I've tried to find a similar formula of following.
I've heard about this formula \begin{align} \prod_{i=1}^n \dfrac{1}{a_i} = \Gamma(n)\left[ \prod_{i=1}^n \int_0^1 \mathrm{d }x_i\right]\dfrac{\delta(1-\sum_{i=1}^n x_i)}{(\sum_{i=1}^n a_i x_i)^n} \end{align} in a class. ($\delta(x)$ is a Dirac-delta function. I use this for convenience.)

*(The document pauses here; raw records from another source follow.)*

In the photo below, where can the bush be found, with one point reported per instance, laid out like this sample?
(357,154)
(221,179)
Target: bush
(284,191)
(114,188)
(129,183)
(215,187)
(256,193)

I checked that it's okay when $n=2$.
I tried to prove this but I've noticed when $n=3$, it holds that \begin{align} \int_0^1 \int_0^1 \mathrm{d}x_1 \mathrm{d}x_2 \dfrac{1}{(m_1 x_1 + m_2 x_2 + m_3)^3} &= \int_0^1 \int_{m_1 x_1 + m_3}^{m_1 x_1 + m_2 + m_3} \dfrac{\mathrm{d}x_1 \mathrm{d} u}{m_2 u^3}\\ &= -\dfrac{1}{2m_2}\int_{0}^1 \dfrac{\mathrm{d}x_1}{(m_1 x_1 + m_2 + m_3)^2} - \dfrac{\mathrm{d}x_1}{(m_1 x_1 + m_3)^2} \\ &=\dfrac{1}{2}\dfrac{m_1 + m_2 + 2 m_3}{m_3 (m_1 + m_3)(m_2 + m_3)(m_1 + m_2 + m_3)}\\ \end{align} Obviously, it doesn't coincide with what I want to show.(When substitute $m_1$ to $a-c$, $m_2$ to $b-c$ and $m_3$ to $c$.)
Therefore, I think the formula suggested in the class is wrong. However, it seems to be used in several calculation and so, I think there is a similar formula rather than this.
Could someone tell me what it might be?